Соня просветленно, сквозь слезы улыбнулась и, приоткрыв дверь, позвала с улицы тех трех женщин, которые тихонько плакали возле матери и которые, оказывается, еще не ушли. Встав полукругом возле гроба, они минуту о чем-то посовещались и вдруг запели старческими, но все еще высокими и сильными голосами:
«Плачу и рыдаю, егда помышляю смерть, и вижду во гробех лежащую, по образу божию созданную нашу красоту, безобразну, безславну, не имеющу вида. О чудесе! Что сие еже о нас бысть наиство? Како предахомся тлению? Како сопрягохомся смерти? Воистину, бога повелением, якоже писано есть, подающего преставлевшемуся успокоение».

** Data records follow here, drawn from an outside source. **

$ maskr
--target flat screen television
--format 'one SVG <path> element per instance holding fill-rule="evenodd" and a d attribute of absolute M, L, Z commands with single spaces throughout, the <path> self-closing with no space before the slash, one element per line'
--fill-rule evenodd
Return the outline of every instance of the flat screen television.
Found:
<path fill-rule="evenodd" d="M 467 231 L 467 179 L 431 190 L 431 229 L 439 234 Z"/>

Николай хотел было уйти, чтоб не мешать им, но при первых же словах невольно остановился. За старческими, коверкавшими древние испытанные временем слова голосами ему вдруг послышалось величие смерти. Он забился в угол между лежанкой и шифоньером и молча стоял там. А женщины пели дальше:
«Зряща мя безгласна и бездыханна предлежаща, восплачете о мне, братия и друзи, сродницы и знаемии: вчерашний бо день беседовах с вами, и внезапну найде на мя страшный час смертный, но приидите вси любящи мя и целуйте мя последним целованием…»
На мгновение ему показалось, что смерти нет и не может быть. А если и есть, то ее не надо бояться, она не страшна, она так же естественна и необходима, как и рождение.

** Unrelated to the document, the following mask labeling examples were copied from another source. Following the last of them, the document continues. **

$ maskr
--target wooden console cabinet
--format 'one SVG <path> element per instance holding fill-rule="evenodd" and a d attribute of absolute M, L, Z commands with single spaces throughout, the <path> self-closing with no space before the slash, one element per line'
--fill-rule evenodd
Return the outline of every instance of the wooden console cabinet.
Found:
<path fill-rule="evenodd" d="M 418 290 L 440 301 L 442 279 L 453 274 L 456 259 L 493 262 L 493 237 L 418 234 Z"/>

Николай выбрался из своего закутка, прошел на кухню и лег на полике возле печки, где когда-то любила спать бабушка. От мягкой пуховой подушки, от одеяла, заправленного в ситцевый тоненький пододеяльник, дохнуло на него материнским запахом. Он сильнее вжался лицом в подушку, стараясь не слушать старушечьего пения, и вскоре с отрадой почувствовал, что он опять страшится последней минуты существования…

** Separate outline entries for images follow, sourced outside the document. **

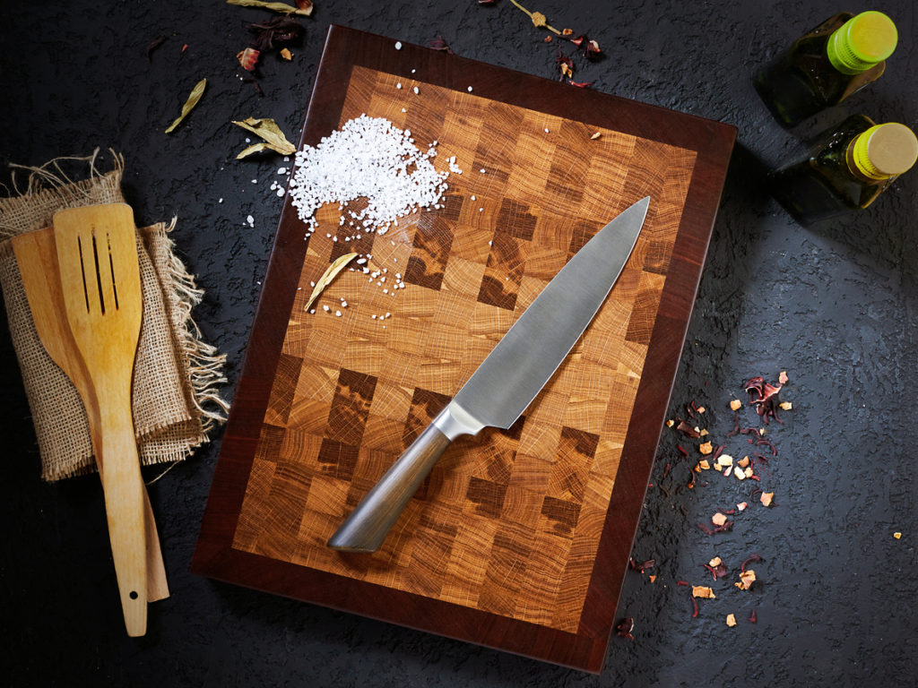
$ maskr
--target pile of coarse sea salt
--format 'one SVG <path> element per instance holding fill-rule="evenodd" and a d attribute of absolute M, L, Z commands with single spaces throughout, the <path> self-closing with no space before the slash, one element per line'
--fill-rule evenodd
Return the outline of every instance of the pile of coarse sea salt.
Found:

С утра снова потихоньку начали сходиться в дом люди. Заняла свое место Луговичка, принаряженная, праздничная. В начале десятого толпою зашли ученики. Сперва первоклассники, а потом постарше, из седьмых-восьмых классов. Их привела Вера Ивановна и пионервожатая Оля, которую прислали в село из Черниговского педучилища три года тому назад, как раз перед самым уходом матери на пенсию. Мать определила ее на квартиру к бабке Федосье, часто приглашала домой на праздники и просто так, в будние дни, поразговаривать, посмотреть телевизор. Случалось, они засиживались допоздна, и тогда Оля оставалась у матери ночевать. Мать после не раз писала об этих разговорах и посиделках с Олей Николаю и все никак не могла нахвалиться, какая им хорошая и веселая попалась пионервожатая.
Девчонки возле гроба сразу заплакали, захлюпали носами, а мальчишки, испуганно любопытные, стояли толпой, изредка из-за спины друг друга поглядывая на мать.
— Не робейте, — принялась наставлять их Луговичка, — учительница ваша.